Calories are not bad. While most people tend to say that calories are not good for your body this is not so; your body needs a certain amount of calories for it to be energetic and in good condition. Without the adequate amount calories in your body you will look gaunt and feel tired instead of having the healthy glow that you look for. On the other hand, you can over do it with the calories too. Calories help with energy. If your body is taking in more energy than it is using up ,the excess energy will remain within it. This is why you gain weight even if you eat less. It does not only depend on the quantity of the food but also the calories in it.
Eating less will make you feel hungry and will get you reaching for more food even if your calorie needs for the day have been satisfied from the amount of oil or junk food you eat for one meal.This however does not mean that you can eat only one food group whilst satisfying your daily calorie intake.Your body need all the food groups to function properly.
Things you can add in the diary
Try searching for recipes that have lesser calories and are more filling and enter them in your food diary along with their calories.

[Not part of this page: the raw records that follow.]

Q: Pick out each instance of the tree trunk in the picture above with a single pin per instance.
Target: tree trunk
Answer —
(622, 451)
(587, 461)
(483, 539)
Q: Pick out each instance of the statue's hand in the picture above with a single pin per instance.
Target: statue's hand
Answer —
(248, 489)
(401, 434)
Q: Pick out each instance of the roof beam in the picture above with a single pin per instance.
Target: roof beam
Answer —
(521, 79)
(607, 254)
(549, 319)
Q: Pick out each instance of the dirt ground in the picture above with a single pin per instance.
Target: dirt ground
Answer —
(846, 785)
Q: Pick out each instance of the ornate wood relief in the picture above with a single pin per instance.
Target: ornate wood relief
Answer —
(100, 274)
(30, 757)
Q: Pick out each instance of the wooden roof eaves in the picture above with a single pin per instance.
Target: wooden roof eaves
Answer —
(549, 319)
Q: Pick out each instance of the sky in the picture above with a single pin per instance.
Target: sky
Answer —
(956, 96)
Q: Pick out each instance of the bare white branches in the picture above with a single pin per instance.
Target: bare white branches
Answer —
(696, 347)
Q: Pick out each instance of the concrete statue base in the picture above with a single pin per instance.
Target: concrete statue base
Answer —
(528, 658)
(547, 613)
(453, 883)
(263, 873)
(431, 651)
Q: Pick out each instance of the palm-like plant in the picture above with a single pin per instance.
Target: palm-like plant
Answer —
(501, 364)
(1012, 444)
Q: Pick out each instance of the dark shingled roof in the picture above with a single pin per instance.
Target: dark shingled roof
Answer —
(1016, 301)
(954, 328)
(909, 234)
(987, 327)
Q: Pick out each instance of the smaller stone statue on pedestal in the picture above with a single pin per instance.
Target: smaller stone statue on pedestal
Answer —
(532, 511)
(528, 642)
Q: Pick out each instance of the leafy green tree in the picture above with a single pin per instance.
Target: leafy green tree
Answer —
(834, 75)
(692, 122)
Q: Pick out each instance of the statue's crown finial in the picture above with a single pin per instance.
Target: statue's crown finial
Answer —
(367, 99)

You can also sit down once a week to plan all the meals in advance and enter them into a timetable in the food diary.So, when it comes to cooking, you won’t be stressed about watching the calories in your food. You will need to think and shop in advanced so that all the ingredients in your diary will be within reach.
Find healthy swaps for you favorite food and enter them into your diary.You can write about your feelings and attitudes towards food and meals openly and without restrain.
In conclusion, keeping food diary will hold you accountable for your choices and take responsibility for them. It is a good way to take control over your eating habits and is an effective step in your journey to becoming a better eater.